Skipping a Bad Record in Python Spark Pyspark Databricks Unknown Field Exception

141 views Asked by At

I am wondering if someone might know how to skip a record that we are getting from a json file

Here is the error

[UNKNOWN_FIELD_EXCEPTION.NEW_FIELDS_IN_RECORD_WITH_FILE_PATH] Encountered unknown fields during parsing: Here is the code that is failing

sent = spark.readStream.format('cloudFiles') \
  .option('cloudFiles.format', 'json') \
  .option('multiline', 'true') \
  .option('cloudFiles.inferColumnTypes', 'true') \
  .option('cloudFiles.schemaLocation', checkpoint_path) \
  .load(raw_files) \
  .withColumn('load_ts', F.current_timestamp()) \
  .writeStream \
  .format('delta') \
  .option('checkpointLocation', checkpoint_path) \
  .trigger(availableNow=True) \
  .option('mergeSchema', 'true') \
  .toTable(b_write_path)

Thanks!

I have not seen any documentation on how to fix this error.

1

There are 1 answers

1
Alex Ott On BEST ANSWER

This depends on what do you want to do with that data. By default, Databricks Autoloader uses the addNewColumns mode, which fails stream when encounters the new columns, but after restart it will handle them correctly.

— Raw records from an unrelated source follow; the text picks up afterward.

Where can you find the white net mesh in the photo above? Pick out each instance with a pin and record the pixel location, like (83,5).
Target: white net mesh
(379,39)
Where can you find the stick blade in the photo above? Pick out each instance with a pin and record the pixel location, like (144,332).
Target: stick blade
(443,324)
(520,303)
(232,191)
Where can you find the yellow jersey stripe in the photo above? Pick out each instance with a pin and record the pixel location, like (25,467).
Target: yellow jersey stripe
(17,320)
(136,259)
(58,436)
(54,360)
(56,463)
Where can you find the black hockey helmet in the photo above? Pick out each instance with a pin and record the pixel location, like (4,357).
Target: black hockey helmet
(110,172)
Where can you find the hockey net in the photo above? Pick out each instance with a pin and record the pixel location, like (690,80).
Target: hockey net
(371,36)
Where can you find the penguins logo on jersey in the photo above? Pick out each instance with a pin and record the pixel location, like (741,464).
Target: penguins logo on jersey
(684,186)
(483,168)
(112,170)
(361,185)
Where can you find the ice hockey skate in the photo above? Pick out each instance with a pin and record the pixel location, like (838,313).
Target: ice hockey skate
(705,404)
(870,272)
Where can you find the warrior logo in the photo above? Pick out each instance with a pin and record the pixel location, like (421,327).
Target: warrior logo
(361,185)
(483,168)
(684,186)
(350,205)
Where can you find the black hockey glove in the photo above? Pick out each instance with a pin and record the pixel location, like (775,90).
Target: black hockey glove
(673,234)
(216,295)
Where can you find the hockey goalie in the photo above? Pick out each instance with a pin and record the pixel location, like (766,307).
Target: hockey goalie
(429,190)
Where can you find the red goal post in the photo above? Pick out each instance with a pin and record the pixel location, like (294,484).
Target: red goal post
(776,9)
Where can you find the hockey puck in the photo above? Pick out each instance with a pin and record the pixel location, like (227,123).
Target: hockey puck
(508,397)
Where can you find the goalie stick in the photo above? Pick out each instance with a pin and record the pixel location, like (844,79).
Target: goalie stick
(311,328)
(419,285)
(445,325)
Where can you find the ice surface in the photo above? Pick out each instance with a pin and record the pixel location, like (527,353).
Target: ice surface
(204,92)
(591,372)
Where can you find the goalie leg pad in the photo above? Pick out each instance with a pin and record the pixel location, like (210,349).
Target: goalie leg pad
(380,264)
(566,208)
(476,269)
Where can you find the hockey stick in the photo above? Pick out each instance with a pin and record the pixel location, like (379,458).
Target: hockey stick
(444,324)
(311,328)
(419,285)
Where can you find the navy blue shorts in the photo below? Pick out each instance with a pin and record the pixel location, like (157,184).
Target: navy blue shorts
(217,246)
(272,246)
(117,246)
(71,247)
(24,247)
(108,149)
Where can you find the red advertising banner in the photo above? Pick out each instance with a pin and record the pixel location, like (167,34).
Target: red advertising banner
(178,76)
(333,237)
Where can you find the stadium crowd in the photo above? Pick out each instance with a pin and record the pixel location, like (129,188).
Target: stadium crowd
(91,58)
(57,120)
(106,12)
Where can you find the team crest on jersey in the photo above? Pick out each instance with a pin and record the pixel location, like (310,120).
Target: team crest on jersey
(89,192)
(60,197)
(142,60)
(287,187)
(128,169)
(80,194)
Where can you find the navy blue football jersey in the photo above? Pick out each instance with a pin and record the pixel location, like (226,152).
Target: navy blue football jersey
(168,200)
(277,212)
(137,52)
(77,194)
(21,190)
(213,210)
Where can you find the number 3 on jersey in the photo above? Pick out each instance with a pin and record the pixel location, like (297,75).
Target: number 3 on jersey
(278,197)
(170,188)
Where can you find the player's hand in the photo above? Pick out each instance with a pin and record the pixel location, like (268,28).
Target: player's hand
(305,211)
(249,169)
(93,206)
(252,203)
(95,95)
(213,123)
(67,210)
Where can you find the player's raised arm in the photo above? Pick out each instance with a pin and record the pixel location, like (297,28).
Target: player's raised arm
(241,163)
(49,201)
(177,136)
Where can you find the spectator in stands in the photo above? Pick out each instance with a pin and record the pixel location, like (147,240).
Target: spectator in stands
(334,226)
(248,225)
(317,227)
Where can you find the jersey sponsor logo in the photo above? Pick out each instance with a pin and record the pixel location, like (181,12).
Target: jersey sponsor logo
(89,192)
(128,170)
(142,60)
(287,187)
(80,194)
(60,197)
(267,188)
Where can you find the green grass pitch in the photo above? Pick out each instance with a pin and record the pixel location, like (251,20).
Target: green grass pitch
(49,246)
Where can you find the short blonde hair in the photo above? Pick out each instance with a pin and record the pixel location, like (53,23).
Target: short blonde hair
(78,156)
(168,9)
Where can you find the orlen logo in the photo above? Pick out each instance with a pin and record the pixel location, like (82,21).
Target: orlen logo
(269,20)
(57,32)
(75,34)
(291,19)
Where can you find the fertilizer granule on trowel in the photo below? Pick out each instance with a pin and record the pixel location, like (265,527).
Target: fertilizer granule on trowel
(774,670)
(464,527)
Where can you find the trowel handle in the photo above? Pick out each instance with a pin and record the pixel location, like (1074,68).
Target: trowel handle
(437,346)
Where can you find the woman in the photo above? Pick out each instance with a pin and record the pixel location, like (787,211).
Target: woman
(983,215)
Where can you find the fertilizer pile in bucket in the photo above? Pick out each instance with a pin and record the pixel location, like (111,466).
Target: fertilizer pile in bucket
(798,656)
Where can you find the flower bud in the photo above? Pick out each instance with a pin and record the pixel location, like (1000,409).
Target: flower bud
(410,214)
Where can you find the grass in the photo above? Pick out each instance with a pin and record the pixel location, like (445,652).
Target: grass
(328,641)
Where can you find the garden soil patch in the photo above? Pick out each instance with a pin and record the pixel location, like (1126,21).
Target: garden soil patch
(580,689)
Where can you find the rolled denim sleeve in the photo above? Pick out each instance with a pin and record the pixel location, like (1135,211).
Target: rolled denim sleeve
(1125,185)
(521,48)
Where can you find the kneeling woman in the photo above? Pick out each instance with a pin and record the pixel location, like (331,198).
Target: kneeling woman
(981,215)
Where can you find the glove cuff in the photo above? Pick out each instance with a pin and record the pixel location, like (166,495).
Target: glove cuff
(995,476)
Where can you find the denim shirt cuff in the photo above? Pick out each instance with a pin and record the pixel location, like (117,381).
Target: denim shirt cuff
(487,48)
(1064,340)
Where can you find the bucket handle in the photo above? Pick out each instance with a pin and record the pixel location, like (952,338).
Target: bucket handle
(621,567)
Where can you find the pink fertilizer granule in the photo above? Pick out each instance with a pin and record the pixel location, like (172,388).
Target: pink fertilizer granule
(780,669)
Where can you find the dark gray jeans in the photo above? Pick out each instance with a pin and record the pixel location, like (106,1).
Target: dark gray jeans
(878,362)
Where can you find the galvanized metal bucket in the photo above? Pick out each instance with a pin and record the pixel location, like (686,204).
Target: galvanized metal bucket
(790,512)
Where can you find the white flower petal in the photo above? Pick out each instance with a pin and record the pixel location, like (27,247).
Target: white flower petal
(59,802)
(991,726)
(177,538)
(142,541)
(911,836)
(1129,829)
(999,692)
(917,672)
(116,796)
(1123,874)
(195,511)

You can use either rescue or none as schema evolution mode, like this.

.option("cloudFiles.schemaEvolutionMode", "rescue")

In rescue mode, data for new columns will be put into a so-called "rescue column" which you can analyze if necessary, and the process won't fail.

In none mode, new columns are ignored and the process won't fail.

See docs for more details.